Review: “Solo” Audiobooks Bring an (Overly) Expanded Star Wars Story Into Your Earbuds


The idea that a novelization represents an “expanded edition” of a movie is not news to anyone who met Camie and Fixer in the original Star Wars novel, or who first read the name “Palpatine” in James Kahn’s 1983 Return of the Jedi novelization.

Lucasfilm is now capitalizing on the idea, though: instead of releasing the books simultaneously with the movie, or even before (the Star Wars novelization was published several months prior to the movie’s release, spoilers be damned), the books now come out after the films, explicitly advertised as “expanded edition” titles that draw on alternate and deleted scenes.

In the case of Solo: A Star Wars Story, though, Mur Lafferty’s novel just leaves you all the more impressed with the wit and sturdiness of the finished screenplay by Jonathan and Lawrence Kasdan. (Heads-up if you haven’t seen the movie: plot details ahead.)

The junior novel by Joe Schreiber clips right along, although narrator Sean Kenin is sorely missing the gravitas of adult-book narrator Marc Thompson. The bonus material in Lafferty’s book is sometimes enlightening (we learn more about Crimson Dawn’s Force-sensitive fighting technique), but often annoying. The extended treatment of L3’s merger with the Falcon is more than we really need, nor does it accelerate the adventure to learn that Chewbacca copped detangling products from both Val and Lando.

When the action picks up, though, both audiobooks make for exciting listening.

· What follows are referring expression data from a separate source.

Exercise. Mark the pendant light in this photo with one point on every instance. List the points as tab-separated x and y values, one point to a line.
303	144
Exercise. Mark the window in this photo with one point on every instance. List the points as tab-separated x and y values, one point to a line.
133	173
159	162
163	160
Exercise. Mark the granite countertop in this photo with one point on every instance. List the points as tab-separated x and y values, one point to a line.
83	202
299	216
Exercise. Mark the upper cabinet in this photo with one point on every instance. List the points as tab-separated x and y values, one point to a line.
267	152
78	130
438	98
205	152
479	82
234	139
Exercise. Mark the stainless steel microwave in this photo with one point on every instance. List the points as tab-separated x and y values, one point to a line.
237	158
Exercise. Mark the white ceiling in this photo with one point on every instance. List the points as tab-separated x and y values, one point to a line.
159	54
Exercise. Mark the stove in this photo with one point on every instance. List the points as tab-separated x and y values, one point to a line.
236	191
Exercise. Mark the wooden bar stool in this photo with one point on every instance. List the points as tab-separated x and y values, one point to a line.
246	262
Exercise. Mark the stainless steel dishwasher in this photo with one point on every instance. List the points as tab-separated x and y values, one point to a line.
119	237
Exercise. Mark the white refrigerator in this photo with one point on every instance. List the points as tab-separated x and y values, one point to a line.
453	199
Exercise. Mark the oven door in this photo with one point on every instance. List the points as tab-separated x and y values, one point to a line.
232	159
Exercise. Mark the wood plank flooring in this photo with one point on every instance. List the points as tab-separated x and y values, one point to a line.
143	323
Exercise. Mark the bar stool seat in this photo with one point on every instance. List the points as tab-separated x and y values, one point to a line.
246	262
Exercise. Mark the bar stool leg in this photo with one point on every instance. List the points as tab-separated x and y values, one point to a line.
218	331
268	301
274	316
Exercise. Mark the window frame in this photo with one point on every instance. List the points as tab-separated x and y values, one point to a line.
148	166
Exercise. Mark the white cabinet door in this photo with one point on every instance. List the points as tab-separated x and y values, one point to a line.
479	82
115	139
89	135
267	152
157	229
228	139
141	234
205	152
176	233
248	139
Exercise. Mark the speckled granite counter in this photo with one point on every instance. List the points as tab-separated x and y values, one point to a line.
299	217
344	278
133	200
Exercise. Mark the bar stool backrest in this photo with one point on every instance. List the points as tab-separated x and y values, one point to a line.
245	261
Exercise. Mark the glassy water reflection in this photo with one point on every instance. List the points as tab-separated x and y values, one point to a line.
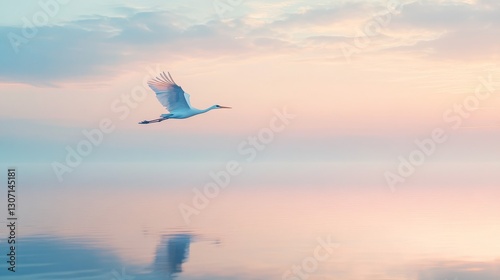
262	233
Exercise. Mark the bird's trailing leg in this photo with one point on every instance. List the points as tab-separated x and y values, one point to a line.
153	121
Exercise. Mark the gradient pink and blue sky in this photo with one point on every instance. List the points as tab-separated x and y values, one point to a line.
258	56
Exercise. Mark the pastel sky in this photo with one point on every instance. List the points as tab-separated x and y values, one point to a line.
364	79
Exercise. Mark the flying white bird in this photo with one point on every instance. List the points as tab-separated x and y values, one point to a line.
172	97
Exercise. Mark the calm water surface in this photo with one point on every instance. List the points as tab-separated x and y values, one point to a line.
260	231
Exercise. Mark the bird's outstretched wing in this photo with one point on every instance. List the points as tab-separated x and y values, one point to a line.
170	95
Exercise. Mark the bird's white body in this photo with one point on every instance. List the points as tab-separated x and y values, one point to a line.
174	99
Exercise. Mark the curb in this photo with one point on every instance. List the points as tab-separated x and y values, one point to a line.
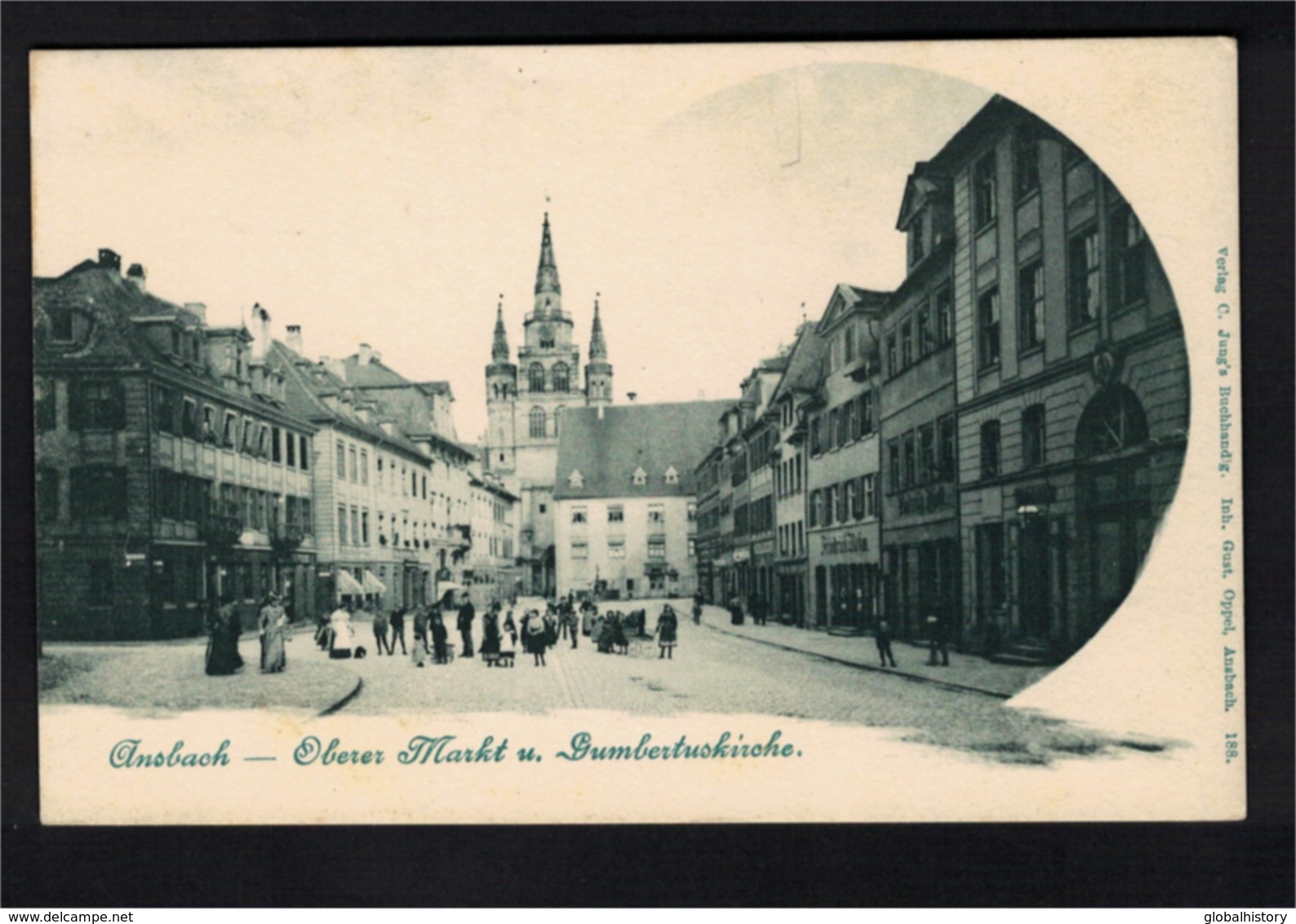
341	704
857	665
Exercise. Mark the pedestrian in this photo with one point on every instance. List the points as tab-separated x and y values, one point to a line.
668	626
381	641
419	641
440	637
533	637
273	625
397	622
490	637
341	633
467	613
937	642
883	637
223	655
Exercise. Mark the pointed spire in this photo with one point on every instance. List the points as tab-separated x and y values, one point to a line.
547	273
499	349
597	345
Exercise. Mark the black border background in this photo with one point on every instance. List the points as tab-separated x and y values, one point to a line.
1238	864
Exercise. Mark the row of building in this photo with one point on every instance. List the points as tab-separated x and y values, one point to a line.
180	463
994	441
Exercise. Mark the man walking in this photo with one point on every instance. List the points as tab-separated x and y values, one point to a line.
467	613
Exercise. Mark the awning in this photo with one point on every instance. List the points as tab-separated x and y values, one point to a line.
372	584
348	584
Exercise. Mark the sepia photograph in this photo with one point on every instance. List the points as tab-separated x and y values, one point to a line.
828	432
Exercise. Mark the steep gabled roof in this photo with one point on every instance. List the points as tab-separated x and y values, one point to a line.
608	449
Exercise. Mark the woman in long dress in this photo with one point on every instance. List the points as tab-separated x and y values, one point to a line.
273	630
668	626
223	655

Dense sound-effects editing has ships screaming from one ear to the other, with nice details like the flapping tarps on Savareen. It’s a kick to hear master impressionist Thompson doing an unsurprisingly uncanny Woody Harrelson, or capturing Donald Glover’s take on Billy Dee Williams.

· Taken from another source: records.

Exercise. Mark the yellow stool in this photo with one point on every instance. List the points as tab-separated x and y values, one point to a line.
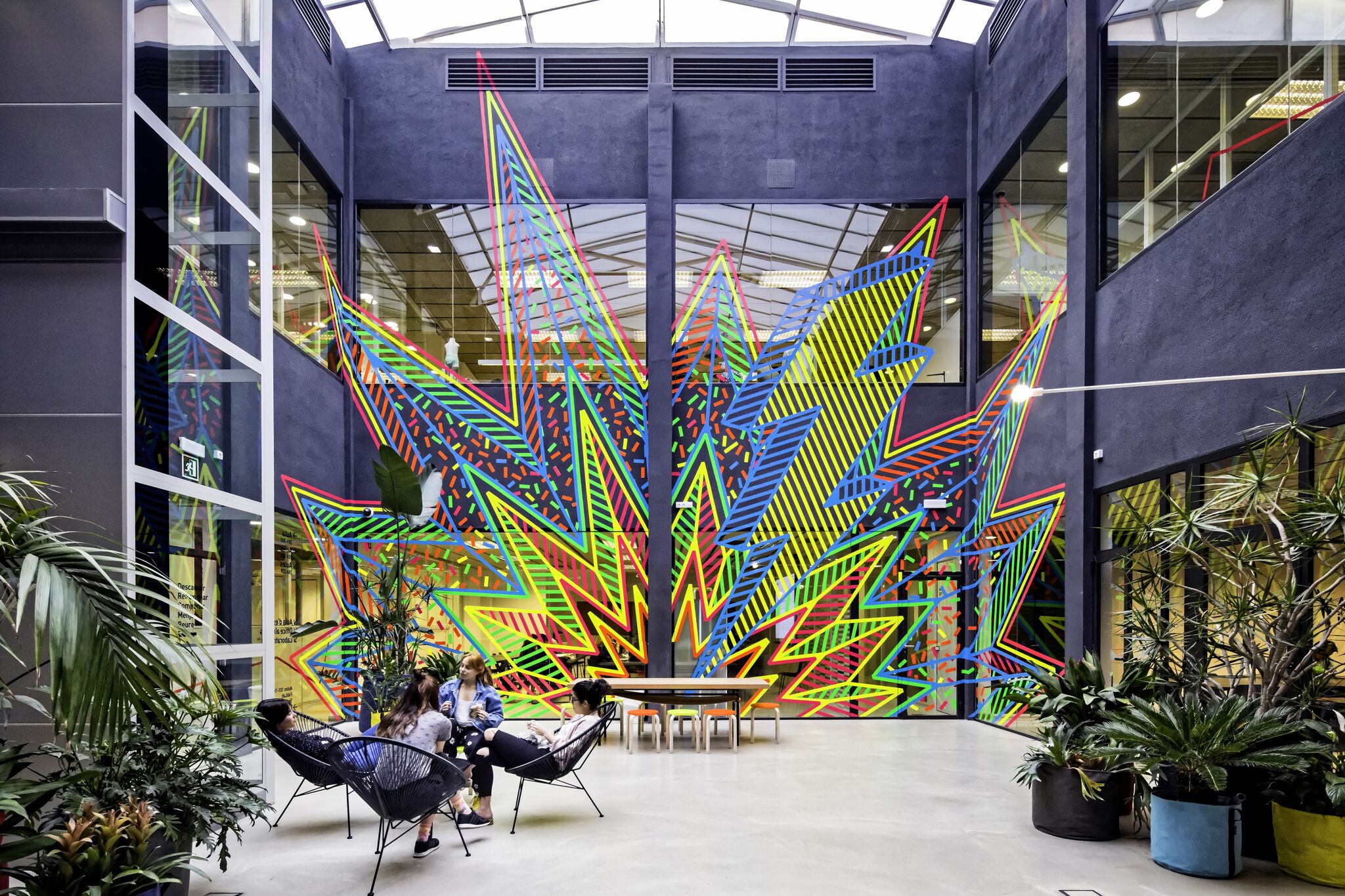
708	715
682	715
632	733
772	707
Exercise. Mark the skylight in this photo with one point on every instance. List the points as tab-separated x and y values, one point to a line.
651	23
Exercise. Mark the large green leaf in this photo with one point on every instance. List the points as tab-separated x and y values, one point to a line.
399	486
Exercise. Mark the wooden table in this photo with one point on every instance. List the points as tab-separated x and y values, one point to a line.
682	692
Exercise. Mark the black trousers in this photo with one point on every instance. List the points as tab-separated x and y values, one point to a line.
483	777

It is disappointing to hear so much recycled music from the original films, particularly given that John Williams wrote an original Han Solo theme for the movie. Han’s romance with Qi’ra may or may not deserve its own love theme, but Leia sure can’t appreciate hers being borrowed to soundtrack smooches with her ex’s ex. Also, WTF is the triumphant Death Star destruction music doing under L3’s tragic demise?

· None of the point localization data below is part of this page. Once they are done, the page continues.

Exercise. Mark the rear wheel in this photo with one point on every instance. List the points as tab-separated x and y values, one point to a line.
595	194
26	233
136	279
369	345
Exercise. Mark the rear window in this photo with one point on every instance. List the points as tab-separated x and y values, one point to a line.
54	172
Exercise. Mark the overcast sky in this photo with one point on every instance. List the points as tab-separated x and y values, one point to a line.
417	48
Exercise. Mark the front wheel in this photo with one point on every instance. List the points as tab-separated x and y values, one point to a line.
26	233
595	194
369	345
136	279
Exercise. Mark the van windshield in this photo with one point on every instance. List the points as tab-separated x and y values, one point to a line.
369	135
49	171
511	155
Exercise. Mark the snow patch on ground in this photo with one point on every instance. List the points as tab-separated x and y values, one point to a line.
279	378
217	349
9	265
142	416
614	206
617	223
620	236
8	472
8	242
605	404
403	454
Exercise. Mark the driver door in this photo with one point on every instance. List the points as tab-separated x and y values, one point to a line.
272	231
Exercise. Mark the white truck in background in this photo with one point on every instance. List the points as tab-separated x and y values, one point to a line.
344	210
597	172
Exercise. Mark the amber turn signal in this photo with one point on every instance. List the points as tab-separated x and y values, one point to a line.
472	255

Lafferty’s lucid prose makes Solo an enjoyable listen for casual fans, and super-fans will of course have to hear the bonus material. The latter will be especially gratified by a scene at the very end, in which we learn who ends up with Enfys Nest’s coaxium. Whether or not we get a Solo sequel, Lucasfilm is building a store of fascinating characters that makes the rise of the Empire wired. The Clone Wars? Tired.